Recientemente Trump dijo que de acceder otra vez al poder, extendería un perdón total a la turba que tomó el Capitolio; esta chusma logró voz, se organizó y ocultó gracias a las afinidades algorítmicas y ventajas de Twitter y Facebook. Una promesa así habría sido impensable hace algún tiempo; no obstante, es claro que no se había caído a los niveles de este personaje. La dirigencia republicana cede ante una vergonzosa base que solo ha servido para mostrarnos lo terrible que puede ser la ausencia de educación en una nación -aún cuando haya ingentes recursos-. Esta apuesta es muy peligrosa y nada más ilustrará un estereotipo que muchos conservatives lucharon por erradicar durante décadas en Estados Unidos.

Quienes integraban las camisas negras o las juventudes hitlerianas tenían el común denominador de ser mediocres que nunca habían salido del anonimato; formaban parte de esa masa incógnita que ha existido a lo largo de la historia linchando, vociferando y condenando en el marco de un gregarismo que solo puede ser viable a través de la ignorancia. Ahora eso sucede precisamente con las redes sociales, millones de anónimos que por su adolescencia intelectual no podrían competir en medios convencionales, repentinamente obtienen nivelación con un perfil falso para vituperar, calumniar y reventar a personas públicas o que tuvieron la ética de identificarse con su legítimo nombre.
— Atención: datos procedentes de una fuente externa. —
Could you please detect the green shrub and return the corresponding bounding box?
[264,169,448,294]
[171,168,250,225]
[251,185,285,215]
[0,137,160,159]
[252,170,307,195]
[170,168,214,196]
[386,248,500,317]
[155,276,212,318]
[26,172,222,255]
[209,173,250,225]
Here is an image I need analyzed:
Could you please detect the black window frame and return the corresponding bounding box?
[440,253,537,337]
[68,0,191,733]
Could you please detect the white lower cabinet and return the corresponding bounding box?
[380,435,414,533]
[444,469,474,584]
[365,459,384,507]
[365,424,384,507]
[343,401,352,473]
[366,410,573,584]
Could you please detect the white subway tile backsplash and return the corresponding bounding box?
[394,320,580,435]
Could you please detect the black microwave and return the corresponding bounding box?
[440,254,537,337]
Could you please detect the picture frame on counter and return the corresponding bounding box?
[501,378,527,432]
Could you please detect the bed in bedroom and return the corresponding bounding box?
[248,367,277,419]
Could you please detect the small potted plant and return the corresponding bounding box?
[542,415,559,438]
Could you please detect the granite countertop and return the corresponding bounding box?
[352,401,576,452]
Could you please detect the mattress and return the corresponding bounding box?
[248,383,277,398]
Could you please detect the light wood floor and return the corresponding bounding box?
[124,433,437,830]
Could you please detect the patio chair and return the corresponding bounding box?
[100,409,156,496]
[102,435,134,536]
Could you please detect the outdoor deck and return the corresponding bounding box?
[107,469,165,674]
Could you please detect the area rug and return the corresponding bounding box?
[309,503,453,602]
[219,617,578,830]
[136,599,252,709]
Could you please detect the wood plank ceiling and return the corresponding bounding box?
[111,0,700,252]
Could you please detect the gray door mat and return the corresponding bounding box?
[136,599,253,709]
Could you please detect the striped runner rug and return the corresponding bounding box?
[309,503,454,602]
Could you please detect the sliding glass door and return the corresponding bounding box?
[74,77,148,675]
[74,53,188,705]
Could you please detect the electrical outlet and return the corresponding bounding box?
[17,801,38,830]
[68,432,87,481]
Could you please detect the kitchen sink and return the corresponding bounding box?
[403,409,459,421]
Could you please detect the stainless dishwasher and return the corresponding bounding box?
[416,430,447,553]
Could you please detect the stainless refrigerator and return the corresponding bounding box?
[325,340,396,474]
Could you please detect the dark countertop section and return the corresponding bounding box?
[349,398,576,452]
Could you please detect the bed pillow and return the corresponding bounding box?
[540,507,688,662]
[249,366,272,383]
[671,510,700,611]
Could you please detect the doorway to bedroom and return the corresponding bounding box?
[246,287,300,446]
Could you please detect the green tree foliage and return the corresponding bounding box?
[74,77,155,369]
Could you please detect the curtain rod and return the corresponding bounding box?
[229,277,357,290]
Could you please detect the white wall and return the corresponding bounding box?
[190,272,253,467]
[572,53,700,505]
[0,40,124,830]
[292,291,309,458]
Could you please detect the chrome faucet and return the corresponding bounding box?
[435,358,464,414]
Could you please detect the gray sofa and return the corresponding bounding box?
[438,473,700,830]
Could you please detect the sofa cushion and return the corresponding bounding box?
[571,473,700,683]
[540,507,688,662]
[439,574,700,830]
Esta clandestinidad ha ocasionado la proliferación de los tristemente célebres netcenters, los cuales, han falseado el debate sobre infinidad de temas y generado tendencias deliberadamente dirigidas; lo anterior, favorece la polarización y, sobre todo, consiente los discursos de odio contra razas, ideas, preferencias o cualquier posición que afecte establishments o intereses. Las falacias ad hominem son fusiles de abyectos, pusilánimes y sicarios digitales que trabajan para quienes -por cuestionables motivos- deben mantenerse en la oscuridad. 

Las corporaciones tienen un reto formidable para transparentar el debate en redes sociales, la responsabilidad en su rol global es ineludible por la mistificación en las discusiones. Toda persona que emita una opinión en cualquier plataforma debería estar limitada a utilizar su auténtica identidad para hacerse responsable de sus argumentaciones o señalamientos. Si los perfiles falsos desaparecieran, tendríamos transparencia y mucha más sustancia en las controversias; así mismo, cuentadancia al momento de acusar o difamar.